Here is some great stuff foam I dug out from around my windshield with a significant amount of rusted steel adhered to it.  This metal was primed and painted before the expanding foam did what it does.
[Image: 036copy_zps57f419e1.jpg]

No doubt it seriously aggravated the rust situation.

The Kit in the original post might be safe, or it might be safe for as long as the drivetrain warranty lasts in a new vehicle, but 10/15 years down the road, some unfortunate soul might find the body rotting from the inside out.

I will not take the risk again.  No expando foam, no spray foam, no more chemicals to offgas and contaminate my living/sleeping quarters.  Even more reason why good ventilation should be considered in this lifestyle.

 I think we are all a little to willing to surround ourselves with marketing in a can in an attempt to improve some aspect of our existence, but in reality we might be impacting our health.

The long term effects of exposure  to the chemical cocktails, are unknown.

Just like all the pharmaceutical drugs you see advertised non stop when watching network news.
 
I agree with wrcsixeight.

However, I do wonder if there would be a difference in both the chemical off-gassing and the rust causing effects if you were to bag it in some way, like Ricekila mentions in post #3.
wrc

thanks for posting that pic...its shocking...

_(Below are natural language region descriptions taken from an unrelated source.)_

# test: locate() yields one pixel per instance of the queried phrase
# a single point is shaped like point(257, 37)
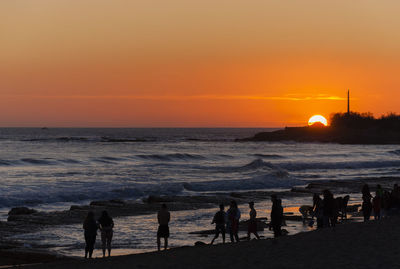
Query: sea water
point(50, 169)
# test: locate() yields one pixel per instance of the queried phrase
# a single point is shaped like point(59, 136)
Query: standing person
point(219, 220)
point(233, 221)
point(318, 210)
point(329, 209)
point(252, 228)
point(376, 205)
point(106, 224)
point(276, 215)
point(90, 227)
point(366, 205)
point(163, 217)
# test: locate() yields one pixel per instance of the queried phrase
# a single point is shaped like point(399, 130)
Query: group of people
point(90, 226)
point(326, 211)
point(224, 222)
point(229, 221)
point(381, 203)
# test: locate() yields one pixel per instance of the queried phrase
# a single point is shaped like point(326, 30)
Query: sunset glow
point(317, 119)
point(186, 64)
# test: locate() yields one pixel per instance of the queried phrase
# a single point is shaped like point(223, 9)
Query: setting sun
point(317, 119)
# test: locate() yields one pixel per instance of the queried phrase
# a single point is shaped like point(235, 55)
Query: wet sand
point(354, 245)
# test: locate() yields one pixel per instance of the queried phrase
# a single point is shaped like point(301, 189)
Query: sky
point(179, 63)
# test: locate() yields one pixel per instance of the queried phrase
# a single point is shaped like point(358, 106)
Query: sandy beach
point(353, 245)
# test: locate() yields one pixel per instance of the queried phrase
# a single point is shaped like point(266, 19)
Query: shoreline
point(351, 245)
point(339, 187)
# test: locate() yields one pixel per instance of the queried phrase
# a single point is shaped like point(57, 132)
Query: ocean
point(52, 168)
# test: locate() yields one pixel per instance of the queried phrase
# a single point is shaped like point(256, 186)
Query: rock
point(21, 211)
point(109, 203)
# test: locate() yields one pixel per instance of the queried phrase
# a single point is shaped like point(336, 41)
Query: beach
point(61, 174)
point(354, 245)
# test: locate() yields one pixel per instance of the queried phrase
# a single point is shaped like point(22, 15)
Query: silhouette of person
point(395, 196)
point(219, 220)
point(318, 210)
point(366, 205)
point(90, 227)
point(163, 217)
point(106, 225)
point(329, 209)
point(376, 205)
point(276, 215)
point(252, 225)
point(233, 221)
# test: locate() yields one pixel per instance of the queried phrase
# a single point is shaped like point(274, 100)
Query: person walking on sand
point(106, 225)
point(233, 221)
point(377, 206)
point(276, 215)
point(90, 227)
point(329, 209)
point(163, 217)
point(366, 206)
point(219, 220)
point(252, 225)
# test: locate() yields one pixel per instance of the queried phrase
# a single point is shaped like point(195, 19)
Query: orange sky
point(178, 63)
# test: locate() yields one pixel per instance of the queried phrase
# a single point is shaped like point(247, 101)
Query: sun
point(317, 119)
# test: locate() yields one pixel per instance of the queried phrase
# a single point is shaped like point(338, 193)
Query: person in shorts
point(219, 220)
point(252, 224)
point(163, 218)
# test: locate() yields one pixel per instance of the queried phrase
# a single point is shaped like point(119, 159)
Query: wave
point(259, 164)
point(258, 182)
point(269, 156)
point(297, 166)
point(4, 163)
point(171, 157)
point(70, 193)
point(57, 139)
point(38, 161)
point(395, 152)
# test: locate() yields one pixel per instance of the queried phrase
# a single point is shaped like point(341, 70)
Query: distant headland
point(344, 128)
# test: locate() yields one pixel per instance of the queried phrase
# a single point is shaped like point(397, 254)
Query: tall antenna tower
point(348, 102)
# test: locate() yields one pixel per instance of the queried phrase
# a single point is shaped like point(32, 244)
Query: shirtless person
point(163, 217)
point(252, 228)
point(219, 220)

ill keep an eye out on the spots i applied it to my van.

was the rust caused by the foam/chemical itself? or was there a water leak that got trapped mechanically by the foam?

i think its an important distinction.

i didnt see any drain holes anywhere i put the stuff so for my application i wouldnt be worried about that vector...but a chemical one has me concerned for sure.


also, im curious as to why you had it around your windshield? did you insulate the cab or something? im curious because i had no plans to insulate cab (other than sound deadener and a carpet) but reading that got me thinking lol....a dangerous thing.